Qualsys 漏洞 SSL 证书-签名验证失败漏洞

Question

We have 2 environment one for test purpose and one for development both have the cluster configuration. But on test environment we are facing some Vulnerabilities due to SSL certificate.

On Neo4j cluster environment facing some Qualys Vulnerability issue:

SSL/TLS Server supports TLSv1.0
SSL Certificate - Invalid Maximum Validity Date Detected
SSL Certificate - Self-Signed Certificate
SSL Certificate - Subject Common Name Does Not Match Server FQDN
SSL Certificate - Signature Verification Failed Vulnerability

Answer 1

To me it looks like Qualys is just letting you know about some issues with the SSL certificate:

-It's out of date

-It's Self Signed (Not issued by a Trusted Certificate Authority)

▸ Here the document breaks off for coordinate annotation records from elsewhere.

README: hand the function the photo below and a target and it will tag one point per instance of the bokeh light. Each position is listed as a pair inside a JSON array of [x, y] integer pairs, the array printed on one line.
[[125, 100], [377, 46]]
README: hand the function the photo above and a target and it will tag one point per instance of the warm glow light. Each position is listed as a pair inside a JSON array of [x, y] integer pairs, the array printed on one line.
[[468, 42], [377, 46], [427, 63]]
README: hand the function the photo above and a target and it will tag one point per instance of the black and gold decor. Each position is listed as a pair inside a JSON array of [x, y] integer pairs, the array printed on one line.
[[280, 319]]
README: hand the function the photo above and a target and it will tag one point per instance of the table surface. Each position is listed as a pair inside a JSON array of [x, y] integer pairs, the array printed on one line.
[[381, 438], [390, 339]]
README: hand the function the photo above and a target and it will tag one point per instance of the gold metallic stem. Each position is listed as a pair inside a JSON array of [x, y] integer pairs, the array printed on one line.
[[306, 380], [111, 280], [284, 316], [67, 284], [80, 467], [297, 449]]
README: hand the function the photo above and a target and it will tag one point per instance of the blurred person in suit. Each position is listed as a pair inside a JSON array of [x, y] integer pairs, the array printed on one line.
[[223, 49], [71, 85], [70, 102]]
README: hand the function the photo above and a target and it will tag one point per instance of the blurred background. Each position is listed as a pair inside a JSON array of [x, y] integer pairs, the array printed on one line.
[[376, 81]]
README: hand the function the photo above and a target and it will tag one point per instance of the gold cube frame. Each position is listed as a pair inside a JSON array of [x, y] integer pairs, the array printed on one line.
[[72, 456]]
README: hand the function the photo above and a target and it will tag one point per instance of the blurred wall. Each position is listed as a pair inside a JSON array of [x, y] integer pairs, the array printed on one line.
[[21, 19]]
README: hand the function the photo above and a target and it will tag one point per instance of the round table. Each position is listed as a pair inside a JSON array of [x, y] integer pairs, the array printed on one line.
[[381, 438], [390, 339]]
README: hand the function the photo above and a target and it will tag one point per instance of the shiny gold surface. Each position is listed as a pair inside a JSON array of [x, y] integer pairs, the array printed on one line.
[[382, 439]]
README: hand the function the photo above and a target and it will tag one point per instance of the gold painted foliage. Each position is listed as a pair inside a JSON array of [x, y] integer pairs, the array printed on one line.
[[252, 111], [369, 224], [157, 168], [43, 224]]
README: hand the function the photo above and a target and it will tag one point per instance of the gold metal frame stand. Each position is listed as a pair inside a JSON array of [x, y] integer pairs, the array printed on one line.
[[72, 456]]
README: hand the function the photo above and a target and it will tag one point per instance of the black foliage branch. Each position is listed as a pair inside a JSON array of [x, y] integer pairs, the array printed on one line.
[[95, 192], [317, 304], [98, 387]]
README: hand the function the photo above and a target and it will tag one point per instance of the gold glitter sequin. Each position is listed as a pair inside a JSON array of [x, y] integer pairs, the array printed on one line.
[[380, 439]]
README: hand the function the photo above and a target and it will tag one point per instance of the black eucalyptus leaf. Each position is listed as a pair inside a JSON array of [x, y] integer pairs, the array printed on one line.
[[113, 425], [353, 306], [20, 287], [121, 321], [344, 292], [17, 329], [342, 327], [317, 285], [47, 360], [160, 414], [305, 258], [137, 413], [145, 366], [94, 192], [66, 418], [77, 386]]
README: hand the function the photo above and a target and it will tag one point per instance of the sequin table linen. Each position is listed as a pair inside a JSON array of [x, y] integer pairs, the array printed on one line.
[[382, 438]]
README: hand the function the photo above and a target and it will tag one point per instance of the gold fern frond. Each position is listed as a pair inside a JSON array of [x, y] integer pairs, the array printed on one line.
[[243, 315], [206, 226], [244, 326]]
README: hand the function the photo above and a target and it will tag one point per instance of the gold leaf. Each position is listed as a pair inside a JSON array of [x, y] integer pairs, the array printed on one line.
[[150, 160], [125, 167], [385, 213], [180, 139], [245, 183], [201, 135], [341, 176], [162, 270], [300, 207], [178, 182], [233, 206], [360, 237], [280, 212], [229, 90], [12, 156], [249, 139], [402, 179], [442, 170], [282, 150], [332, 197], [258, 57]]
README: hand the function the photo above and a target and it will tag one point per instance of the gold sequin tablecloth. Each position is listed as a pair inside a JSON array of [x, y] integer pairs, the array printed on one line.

-In some configuration there's a common name which is mismatched to the domain name for server Look here: https://discussions.qualys.com/thread/19643-ssl-certificate-subject-common-name-does-not-match-server-fqdn#comment-46647

• Look here for last one: https://discussions.qualys.com/thread/17873-qid-38173-ssl-certificate-signature-verification-failed-vulnerability

It looks to me like your options would be to either change your settings in Qualys per that last link and reissue SSL Certificate to resolve issues, or get SSL Certificate issued by a trusted CA.